North Korea called on Spanish authorities to investigate a Feb. 22 raid on its embassy in Madrid, calling it a “grave terror attack,” according to Reuters.
During the February incident, a group of 10 people led by U.S. resident Adrian Hong Chang stole computers and documents from the facility, claiming to represent the Cheollima Civil Defense, an activist group that claims to aid defectors from North Korea. The group gagged the embassy’s business envoy So Yun Sok when he turned down their offer to defect.
Adrian Hong Chang then traveled to the United States and contacted the FBI, offering them the materials stolen during the raid, according to Spanish officials. A Spanish judge has issued international arrest warrants for two of the intruders who forced their way into North Korea’s embassy in Madrid last month and are currently believed to be in the United States.

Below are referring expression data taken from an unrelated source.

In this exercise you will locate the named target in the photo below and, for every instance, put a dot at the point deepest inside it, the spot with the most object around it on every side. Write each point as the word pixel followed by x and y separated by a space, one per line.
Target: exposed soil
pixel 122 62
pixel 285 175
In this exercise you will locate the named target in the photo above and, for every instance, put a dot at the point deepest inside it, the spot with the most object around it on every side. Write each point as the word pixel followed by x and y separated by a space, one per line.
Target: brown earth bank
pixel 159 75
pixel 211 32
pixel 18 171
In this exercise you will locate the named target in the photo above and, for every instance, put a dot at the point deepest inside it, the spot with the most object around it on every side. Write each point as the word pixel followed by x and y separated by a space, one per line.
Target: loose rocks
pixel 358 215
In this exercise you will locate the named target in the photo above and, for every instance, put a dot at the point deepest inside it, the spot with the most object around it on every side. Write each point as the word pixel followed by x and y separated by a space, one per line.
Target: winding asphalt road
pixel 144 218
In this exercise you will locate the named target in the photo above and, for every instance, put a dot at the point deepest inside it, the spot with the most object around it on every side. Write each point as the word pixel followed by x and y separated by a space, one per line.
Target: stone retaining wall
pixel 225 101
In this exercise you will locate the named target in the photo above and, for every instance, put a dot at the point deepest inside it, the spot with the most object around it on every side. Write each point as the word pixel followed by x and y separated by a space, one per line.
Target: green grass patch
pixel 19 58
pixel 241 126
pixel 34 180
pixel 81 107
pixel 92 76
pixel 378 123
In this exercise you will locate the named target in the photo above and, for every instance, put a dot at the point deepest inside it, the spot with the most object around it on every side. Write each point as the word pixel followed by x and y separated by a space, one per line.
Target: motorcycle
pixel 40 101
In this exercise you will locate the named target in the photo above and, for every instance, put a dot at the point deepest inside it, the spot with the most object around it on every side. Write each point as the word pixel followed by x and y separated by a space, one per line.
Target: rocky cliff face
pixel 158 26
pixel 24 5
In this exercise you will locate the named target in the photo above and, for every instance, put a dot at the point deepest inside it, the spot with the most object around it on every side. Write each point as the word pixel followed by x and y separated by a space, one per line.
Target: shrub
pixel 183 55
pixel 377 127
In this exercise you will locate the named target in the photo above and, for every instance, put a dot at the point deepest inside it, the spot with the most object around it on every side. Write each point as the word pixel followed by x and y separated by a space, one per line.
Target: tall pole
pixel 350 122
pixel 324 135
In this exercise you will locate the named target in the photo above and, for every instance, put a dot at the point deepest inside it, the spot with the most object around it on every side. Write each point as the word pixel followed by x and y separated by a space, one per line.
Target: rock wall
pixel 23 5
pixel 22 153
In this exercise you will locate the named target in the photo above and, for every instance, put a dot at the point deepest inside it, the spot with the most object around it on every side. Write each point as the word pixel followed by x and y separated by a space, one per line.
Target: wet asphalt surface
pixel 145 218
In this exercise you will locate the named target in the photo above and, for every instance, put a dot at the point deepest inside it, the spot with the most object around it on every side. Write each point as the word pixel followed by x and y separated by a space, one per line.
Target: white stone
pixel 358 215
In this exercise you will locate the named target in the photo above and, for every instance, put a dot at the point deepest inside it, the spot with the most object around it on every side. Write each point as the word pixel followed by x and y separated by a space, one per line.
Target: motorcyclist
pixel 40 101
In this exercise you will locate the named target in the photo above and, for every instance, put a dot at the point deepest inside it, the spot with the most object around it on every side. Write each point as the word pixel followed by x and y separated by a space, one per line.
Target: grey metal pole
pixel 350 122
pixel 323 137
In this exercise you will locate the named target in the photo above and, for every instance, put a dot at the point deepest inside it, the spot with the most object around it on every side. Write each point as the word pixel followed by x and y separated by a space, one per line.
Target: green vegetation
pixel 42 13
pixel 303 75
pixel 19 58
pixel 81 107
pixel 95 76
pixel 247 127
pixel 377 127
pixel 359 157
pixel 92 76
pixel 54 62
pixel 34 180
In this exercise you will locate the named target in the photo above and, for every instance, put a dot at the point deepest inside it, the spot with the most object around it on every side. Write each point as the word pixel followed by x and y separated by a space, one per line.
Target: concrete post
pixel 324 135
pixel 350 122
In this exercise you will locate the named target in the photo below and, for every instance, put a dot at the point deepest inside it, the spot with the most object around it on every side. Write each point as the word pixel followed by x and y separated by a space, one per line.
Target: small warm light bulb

In its first official comment on the incident, North Korea’s Ministry of Foreign Affairs called for a probe and said it was aware of rumors that the FBI helped organize the raid, although it did not go so far as to blame the U.S. for the incident, according to Reuters.
“An illegal intrusion into and occupation of a diplomatic mission and act of theft are a grave breach of state sovereignty and a flagrant violation of international law, and this kind of act should never be tolerated over the globe,” North Korean officials said, according to the news service.
The incident comes amid efforts to improve ties between the U.S. and North Korea, particularly after a second meeting between President Trump and Kim Jong Un ended without the two leaders reaching a deal.